Keywords: Internet, big data, data warehouse, data platform, architecture

Takeaway:

Overall architecture Data acquisition data storage and analysis data sharing data application real-time computing task scheduling and monitoring metadata management summary has always wanted to sort out this content, since it is a ramble, think of what to say what. I’ve always been in the Internet industry, in the Internet industry.

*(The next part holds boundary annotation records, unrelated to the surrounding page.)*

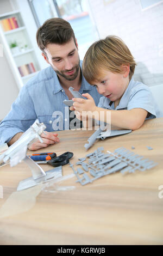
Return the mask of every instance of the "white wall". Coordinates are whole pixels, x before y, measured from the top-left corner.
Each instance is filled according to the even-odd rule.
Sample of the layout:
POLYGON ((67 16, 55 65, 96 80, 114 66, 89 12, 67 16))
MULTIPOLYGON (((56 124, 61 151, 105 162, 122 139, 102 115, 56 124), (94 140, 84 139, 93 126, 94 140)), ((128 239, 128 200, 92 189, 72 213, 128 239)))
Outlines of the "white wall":
POLYGON ((163 3, 142 11, 139 0, 89 2, 100 38, 117 35, 130 50, 138 63, 135 79, 163 84, 163 3))
MULTIPOLYGON (((0 1, 0 14, 12 10, 10 1, 0 1)), ((9 112, 18 93, 18 87, 3 53, 3 56, 0 56, 0 120, 9 112)))
POLYGON ((16 99, 18 87, 4 56, 0 57, 0 120, 9 112, 16 99))

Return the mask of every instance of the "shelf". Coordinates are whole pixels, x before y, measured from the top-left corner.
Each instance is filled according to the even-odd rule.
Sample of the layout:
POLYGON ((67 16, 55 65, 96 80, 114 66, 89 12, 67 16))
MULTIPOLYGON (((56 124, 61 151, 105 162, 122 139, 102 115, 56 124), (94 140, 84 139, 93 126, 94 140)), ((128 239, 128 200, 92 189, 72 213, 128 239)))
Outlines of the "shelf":
POLYGON ((21 31, 24 29, 26 29, 26 27, 21 27, 20 28, 15 28, 14 29, 9 30, 9 31, 6 31, 5 32, 4 32, 4 34, 5 35, 8 35, 9 34, 12 34, 12 33, 15 32, 18 32, 19 31, 21 31))
POLYGON ((18 53, 16 53, 15 54, 12 54, 12 56, 14 57, 16 57, 18 56, 21 56, 21 55, 26 54, 27 53, 29 53, 29 52, 32 52, 34 51, 34 49, 29 49, 27 50, 27 51, 25 51, 24 52, 19 52, 18 53))
POLYGON ((0 19, 7 17, 8 16, 12 15, 14 14, 17 14, 20 13, 20 11, 18 11, 18 10, 10 11, 9 13, 5 13, 3 14, 1 14, 0 15, 0 19))
POLYGON ((25 80, 25 79, 29 79, 30 77, 32 77, 33 76, 35 76, 37 74, 39 71, 36 71, 34 72, 34 73, 29 74, 29 75, 27 75, 27 76, 22 76, 22 80, 25 80))

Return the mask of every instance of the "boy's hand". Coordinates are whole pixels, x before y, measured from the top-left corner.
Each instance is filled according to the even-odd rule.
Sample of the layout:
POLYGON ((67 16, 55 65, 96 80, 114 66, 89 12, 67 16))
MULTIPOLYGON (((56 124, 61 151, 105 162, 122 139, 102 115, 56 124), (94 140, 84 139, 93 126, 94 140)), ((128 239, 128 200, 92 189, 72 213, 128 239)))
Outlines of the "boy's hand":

First list the use of data warehouse and data platform in the Internet industry:

Integrate all business data of the company and establish a unified data center; Provide all kinds of reports, some to the top management, some to the various business; Provide data support for website operation, that is, through data, let the operation timely understand the operation effect of the website and products; Provide online or offline data support for each business, and become a unified data exchange and provision platform for the company; Analyze user behavior data, reduce input cost and improve input effect through data mining; For example, targeted and accurate advertising, personalized user recommendation, etc. Develop data products that directly or indirectly benefit the company; Build open data platform, open company data; . The above listed content looks similar to the traditional industry data warehouse uses, and all require data warehouse/data platform has very good stability, reliability; But in the Internet industry, in addition to the large amount of data, a growing number of business demands timeliness, even many is the requirement of real time, on the other hand, the Internet industry business changes very fast, can’t be like a traditional industry, you can use the top-down method to establish data warehouse, once and for all, it requires that the new business soon can come into the data warehouse, old offline business, Can be easily offline from the existing data warehouse;

In fact, the data warehouse in the Internet industry is the so-called agile data warehouse, which requires not only fast response to data, but also fast response to business.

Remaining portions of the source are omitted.